せっかく異文化との交流とか、仲良くなる過程とか前作と違うエピソードが描ける部分があるのに、それを活用せず、恋愛だけに特化してしまっている。低年齢向けの少女誌の連載なのでスピード感を重視したのかもしれないが、余りにも一直線な物語で深みが全く感じられなかった。
主人公の桃沢 かの(ももさわ かの)はマジメで几帳面なのに不器用でポンコツ。そんな彼女が ある日、教材室の中で授業をサボっているイケメン3人組に出会う。マジメだから教師に報告しようとしたら脅迫されゲーム仲間にされてしまう。彼らがプレイしていたゲームが作業ゲーで、かの が3年プレイしているものだったため、彼女は与えられたノルマを早々に達成する。これは人には向き不向きがあって かの も全面的にポンコツではない ということを示しているのだろうか。その有能さを かの はイケメン3人組から認められ、彼らの労働力として取り込まれてしまう。
かの が知り合ったのは中学から一緒のイケメン3人衆で みんなの憧れ。学校はサボリがちで入学式以来 初登校となる。目の保養にはなるけど「残念王子衆」と呼ばれている(あまり語呂が良くない)。1人目は斉川 夏目(さいかわ なつめ)「魔性イケメン」。2人目は荒木 時央(あらき ときお)。ドS毒舌ゲームオタクの「冷血イケメン」。3人目がラスボスである宮野 玲次(みやの れいじ)。長身で頭脳明晰の「無気力イケメン」。なぜ この3人に序列があるのかが謎。
学校中の注目の的なのだけど彼女や恋愛すら めんどくさい ので玲次の連絡先は誰も知らないという。そんな玲次のトクベツになる人は誰か、それが かの である。容姿とステータスでヒーローを装飾し、作品内で価値を高めた彼に見初められるヒロイン ≒ 読者という分かりやすい構図が見られる。
夏目が女性経由で かの の連絡先を入手して、かの は玲次に呼び出される。2回目の対面で かの はマジメに生きているけど見返りの少ない自分と、不マジメなのに得をしている彼らを比べてしまい不条理や不公平を感じる。だから彼らと一緒にいるのは苦しい。

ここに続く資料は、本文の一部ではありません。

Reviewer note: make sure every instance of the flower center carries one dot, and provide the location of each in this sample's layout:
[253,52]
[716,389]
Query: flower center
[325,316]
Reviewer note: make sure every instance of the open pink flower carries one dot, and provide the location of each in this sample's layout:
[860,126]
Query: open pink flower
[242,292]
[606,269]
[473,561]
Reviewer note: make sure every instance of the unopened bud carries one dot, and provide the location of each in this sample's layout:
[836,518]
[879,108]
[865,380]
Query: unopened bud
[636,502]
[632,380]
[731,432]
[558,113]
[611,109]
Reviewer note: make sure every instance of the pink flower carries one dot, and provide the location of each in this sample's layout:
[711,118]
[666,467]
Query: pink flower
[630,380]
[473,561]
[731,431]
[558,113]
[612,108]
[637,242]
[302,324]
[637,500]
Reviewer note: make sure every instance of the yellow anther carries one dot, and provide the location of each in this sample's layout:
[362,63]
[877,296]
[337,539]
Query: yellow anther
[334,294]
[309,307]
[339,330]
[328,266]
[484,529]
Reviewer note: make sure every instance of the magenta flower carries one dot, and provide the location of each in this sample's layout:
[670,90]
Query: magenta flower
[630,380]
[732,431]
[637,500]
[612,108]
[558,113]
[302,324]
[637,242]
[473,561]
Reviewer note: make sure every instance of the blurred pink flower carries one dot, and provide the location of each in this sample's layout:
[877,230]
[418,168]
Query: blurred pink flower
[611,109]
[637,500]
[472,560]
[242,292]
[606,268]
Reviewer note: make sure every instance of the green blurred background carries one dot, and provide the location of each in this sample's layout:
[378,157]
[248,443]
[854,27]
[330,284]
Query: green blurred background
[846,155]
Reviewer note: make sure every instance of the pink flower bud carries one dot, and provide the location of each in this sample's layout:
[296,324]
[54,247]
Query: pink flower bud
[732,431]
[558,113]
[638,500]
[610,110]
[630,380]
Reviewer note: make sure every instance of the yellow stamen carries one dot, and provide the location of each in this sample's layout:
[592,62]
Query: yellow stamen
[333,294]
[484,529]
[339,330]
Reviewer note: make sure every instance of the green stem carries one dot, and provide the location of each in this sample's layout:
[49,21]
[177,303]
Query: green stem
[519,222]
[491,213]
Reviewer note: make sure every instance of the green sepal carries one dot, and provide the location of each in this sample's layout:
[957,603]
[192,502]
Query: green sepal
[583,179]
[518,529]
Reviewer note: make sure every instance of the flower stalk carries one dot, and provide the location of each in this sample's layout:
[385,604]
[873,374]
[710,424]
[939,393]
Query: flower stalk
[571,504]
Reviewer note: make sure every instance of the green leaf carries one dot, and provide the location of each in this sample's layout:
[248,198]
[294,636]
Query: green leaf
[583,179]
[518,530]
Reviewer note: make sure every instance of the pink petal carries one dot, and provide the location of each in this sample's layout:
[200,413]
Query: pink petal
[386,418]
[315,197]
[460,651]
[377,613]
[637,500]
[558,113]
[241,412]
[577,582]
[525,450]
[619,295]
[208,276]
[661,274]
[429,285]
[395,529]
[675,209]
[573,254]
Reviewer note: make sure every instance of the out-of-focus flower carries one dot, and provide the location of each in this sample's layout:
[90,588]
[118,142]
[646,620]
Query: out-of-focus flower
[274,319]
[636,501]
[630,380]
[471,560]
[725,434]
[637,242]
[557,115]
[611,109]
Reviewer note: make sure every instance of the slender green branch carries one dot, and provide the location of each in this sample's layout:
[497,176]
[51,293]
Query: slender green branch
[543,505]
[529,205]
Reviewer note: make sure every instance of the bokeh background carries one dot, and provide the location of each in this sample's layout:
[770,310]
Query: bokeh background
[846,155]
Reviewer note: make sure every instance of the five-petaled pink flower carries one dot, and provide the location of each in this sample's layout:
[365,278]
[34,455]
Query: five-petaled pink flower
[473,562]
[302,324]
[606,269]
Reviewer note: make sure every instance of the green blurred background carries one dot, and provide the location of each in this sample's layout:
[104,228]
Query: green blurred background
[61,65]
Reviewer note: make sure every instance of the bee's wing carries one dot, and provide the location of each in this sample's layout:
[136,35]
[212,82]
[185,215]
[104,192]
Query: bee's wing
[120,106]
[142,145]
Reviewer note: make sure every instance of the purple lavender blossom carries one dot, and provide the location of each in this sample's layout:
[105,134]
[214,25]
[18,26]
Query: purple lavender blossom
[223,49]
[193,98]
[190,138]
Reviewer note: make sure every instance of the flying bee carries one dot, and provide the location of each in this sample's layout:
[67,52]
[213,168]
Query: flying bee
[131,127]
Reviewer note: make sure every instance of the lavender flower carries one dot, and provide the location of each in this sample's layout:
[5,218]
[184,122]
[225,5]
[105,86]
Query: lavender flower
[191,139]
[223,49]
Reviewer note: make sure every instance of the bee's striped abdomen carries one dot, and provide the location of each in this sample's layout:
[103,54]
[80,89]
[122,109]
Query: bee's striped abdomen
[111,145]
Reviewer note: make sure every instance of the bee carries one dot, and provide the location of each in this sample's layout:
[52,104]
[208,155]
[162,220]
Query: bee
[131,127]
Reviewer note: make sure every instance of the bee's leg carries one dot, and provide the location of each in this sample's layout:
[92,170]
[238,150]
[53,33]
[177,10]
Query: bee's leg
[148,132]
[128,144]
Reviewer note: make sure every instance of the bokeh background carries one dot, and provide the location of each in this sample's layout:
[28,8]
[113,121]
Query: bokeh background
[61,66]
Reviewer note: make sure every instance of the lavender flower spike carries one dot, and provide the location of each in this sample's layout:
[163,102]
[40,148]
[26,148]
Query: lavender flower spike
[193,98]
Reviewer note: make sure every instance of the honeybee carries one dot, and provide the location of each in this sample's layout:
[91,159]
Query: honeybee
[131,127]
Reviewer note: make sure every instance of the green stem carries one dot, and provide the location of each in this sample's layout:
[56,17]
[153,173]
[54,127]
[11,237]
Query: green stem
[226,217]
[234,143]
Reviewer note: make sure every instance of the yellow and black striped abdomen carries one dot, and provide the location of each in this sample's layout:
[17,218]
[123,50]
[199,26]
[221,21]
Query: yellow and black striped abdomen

玲次からの連絡を無視しようとしても マジメさが顔を出し彼と関わってしまう かの。そんな時 かの の立てた物音で教材室にいる玲次の存在を教師に見つかる。だが玲次は かの を自分の身体の後ろに隠して、かの を教師の叱責から守ってくれる。その行動と かの を責め立てない玲次に感謝し、スキンシップに情動を覚える。
玲次にアイスの当たり棒と引き換えにメアドを交換し、かの は自分で彼らと関わることを選ぶ。それは自分の世界が広がることを意味していた。
かの のポンコツは試験範囲の間違えて赤点となり追試が決定する。反面、授業に出ない「残念王子衆」は成績トップ3。まさに不条理である。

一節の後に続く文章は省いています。